Jefferson asintió amistoso y los dos salieron al jardín. Empezaba a atardecer, pero todavía había bastante luz.

—He averiguado a quién pertenece el pañuelo, Alec —dijo en voz baja Roger.

—¿Ah, sí? ¿A quién?

—A la señora Plant. Estaba casi seguro cuando nos sentamos a cenar, pero lo que dijo acabó de convencerme. El pañuelo huele a jazmín.

—¿Y qué vas a hacer?

Roger dudó.

—En fin, ya oíste lo que dijo —replicó en tono de disculpa—. No lo negó, porque no se lo pregunté; pero tampoco quiso admitir que ayer estuvo en la biblioteca.

—Pero, sin duda, no tiene nada de malo que haya estado en la biblioteca —argumentó Alec—. Stanworth ni siquiera se encontraba allí. Estaba contigo en el jardín. ¿Por qué no iba a poder estar en la biblioteca?

—¿Y por qué no reconoce que estuvo allí? —replicó Roger.

—Tal vez lo haya olvidado. Eso no significa nada. Tú mismo estabas diciendo lo difícil que es recordar dónde ha estado uno.

—No insistas, Alec —respondió Roger con amabilidad—. Tenemos que aclarar esto. Puede que no tenga nada de malo, ¡ojalá sea así! Pero también es posible que averiguar exactamente por qué la señora Plant estaba en la biblioteca, y qué estaba haciendo allí, sea de crucial importancia para nosotros. Comprenderás que no podemos dejarlo correr.

—Pero ¿qué piensas hacer? ¿Interrogarla?

—Sí. Le voy a preguntar directamente si estuvo anoche en la biblioteca y veré lo que dice.

—¿Y si lo niega?

Roger se encogió de hombros.

—Eso está por ver —respondió lacónico.

—No me gusta —observó Alec con el ceño fruncido—. De hecho, odio esta maldita situación. Mira, Roger —dijo poniéndose muy serio—, ¡olvidemos el asunto! Supongamos, como hace la policía, que el viejo Stanworth se suicidó y dejémoslo ahí. ¿Te parece bien?

—¡Desde luego que no! —observó obstinado Roger—. No pienso dejar una cosa a medias, y menos algo tan interesante como esto. Si quieres, puedes volverte atrás; no tienes por qué implicarte si no quieres. Pero estoy decidido a continuar.

—¡Oh, si tú sigues, yo también! —replicó Alec malhumorado—. Pero preferiría mil veces que olvidásemos el asunto.

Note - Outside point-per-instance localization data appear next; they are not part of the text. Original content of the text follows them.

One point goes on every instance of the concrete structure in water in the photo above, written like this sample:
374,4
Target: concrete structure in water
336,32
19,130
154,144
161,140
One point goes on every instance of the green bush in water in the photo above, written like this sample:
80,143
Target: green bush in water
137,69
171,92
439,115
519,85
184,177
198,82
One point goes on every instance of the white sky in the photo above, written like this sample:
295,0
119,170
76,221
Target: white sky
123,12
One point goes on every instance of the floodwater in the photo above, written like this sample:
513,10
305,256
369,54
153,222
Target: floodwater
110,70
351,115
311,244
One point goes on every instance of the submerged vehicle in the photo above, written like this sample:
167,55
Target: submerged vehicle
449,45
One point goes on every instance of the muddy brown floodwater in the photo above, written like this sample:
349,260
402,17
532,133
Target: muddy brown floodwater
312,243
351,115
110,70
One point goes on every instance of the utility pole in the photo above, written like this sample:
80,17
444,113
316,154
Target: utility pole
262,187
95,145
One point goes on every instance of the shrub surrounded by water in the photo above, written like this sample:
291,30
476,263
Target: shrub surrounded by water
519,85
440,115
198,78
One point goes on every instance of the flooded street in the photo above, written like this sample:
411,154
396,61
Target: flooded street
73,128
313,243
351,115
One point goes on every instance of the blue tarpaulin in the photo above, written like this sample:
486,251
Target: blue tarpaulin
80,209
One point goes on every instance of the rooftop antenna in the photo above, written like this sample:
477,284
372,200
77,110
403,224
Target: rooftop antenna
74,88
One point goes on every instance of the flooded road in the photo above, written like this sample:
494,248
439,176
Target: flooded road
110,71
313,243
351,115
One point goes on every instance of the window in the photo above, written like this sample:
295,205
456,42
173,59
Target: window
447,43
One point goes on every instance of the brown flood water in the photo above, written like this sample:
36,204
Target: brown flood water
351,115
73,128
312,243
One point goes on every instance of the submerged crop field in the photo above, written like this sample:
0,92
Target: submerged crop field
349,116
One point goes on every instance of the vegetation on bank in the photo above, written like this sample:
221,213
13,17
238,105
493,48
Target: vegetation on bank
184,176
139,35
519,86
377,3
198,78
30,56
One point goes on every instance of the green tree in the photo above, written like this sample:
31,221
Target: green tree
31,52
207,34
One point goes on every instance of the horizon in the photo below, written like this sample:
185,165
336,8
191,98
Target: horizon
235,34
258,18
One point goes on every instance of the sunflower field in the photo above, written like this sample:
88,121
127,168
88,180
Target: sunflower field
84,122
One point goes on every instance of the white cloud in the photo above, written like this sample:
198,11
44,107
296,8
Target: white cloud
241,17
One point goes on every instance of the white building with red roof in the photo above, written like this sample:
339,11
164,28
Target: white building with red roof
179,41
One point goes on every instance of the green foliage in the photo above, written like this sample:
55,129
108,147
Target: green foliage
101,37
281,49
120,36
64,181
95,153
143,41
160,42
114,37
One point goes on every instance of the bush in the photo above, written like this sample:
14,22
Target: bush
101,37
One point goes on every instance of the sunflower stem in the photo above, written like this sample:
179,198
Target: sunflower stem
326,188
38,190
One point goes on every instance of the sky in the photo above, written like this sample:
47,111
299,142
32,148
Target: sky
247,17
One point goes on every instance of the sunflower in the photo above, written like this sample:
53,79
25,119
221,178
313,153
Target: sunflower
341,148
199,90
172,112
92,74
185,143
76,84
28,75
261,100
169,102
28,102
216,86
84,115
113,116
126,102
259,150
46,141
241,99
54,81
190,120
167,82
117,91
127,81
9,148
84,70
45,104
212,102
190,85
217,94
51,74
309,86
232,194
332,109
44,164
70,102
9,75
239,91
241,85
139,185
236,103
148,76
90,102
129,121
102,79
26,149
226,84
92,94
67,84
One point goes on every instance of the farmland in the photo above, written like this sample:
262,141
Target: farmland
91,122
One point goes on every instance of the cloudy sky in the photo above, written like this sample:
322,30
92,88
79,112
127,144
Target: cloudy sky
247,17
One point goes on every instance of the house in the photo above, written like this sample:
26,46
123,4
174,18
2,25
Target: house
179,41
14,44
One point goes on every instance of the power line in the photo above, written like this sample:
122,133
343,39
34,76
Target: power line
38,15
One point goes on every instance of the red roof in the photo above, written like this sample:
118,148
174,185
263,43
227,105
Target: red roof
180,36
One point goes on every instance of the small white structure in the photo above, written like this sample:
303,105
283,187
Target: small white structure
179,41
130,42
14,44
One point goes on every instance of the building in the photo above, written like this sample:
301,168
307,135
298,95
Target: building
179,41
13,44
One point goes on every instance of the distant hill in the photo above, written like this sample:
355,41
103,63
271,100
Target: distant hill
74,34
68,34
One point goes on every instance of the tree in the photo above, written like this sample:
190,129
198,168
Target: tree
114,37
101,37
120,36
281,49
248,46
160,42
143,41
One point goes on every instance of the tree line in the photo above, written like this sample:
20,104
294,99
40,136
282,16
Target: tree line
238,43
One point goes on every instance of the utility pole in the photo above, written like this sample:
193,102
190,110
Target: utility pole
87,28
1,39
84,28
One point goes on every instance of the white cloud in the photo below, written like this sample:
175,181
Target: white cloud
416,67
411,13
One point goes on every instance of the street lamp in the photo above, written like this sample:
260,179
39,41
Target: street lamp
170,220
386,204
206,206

—Eso está descartado —respondió Roger—. Ni se me pasaría por la cabeza. Bueno, si piensas seguir conmigo, será mejor que estés presente en mi conversación con la señora Plant. Vayamos al salón y busquemos una excusa para hablar con ella a solas.

—De acuerdo —asintió de mala gana Alec—. Si crees que es necesario.

Tuvieron suerte. La señora Plant estaba sola en el salón. Roger acercó una silla para sentarse junto a ella y preguntó como de pasada por la ausencia de lady Stanworth. Alec les dio la espalda y miró enfurruñado por la ventana, como si se lavara las manos de aquel asunto.

—¿Lady Stanworth? —repitió la señora Plant—. ¡Oh!, creo que ha ido a ayudar al comandante Jefferson. Están en el saloncito.

Roger la miró fijamente.

—Señora Plant —dijo en voz baja—, está usted segura de haber ganado la apuesta de la cena, ¿verdad?

—¿Segura? —preguntó inquieta la señora Plant—. Desde luego que lo estoy. ¿Por qué?

—¿No habrá olvidado por casualidad ninguna habitación en la que estuviese ayer por la noche? —prosiguió implacable Roger—. El saloncito, el cuarto trastero o…, por ejemplo, la biblioteca.

La señora Plant lo miró con los ojos muy abiertos.

—¿Qué insinúa usted, señor Sheringham? —preguntó levantando un poco la voz—. Pues claro que no lo he olvidado.

—Entonces, ¿no estuvo en ninguna de esas habitaciones?

—¡Desde luego que no!

—¡Hum! La apuesta consistía en un frasco de perfume y un pañuelo, ¿verdad? —observó pensativo Roger mientras se hurgaba en el bolsillo—. Bueno, pues aquí tiene el pañuelo. Lo encontré donde usted lo olvidó: ¡en el sofá de la biblioteca!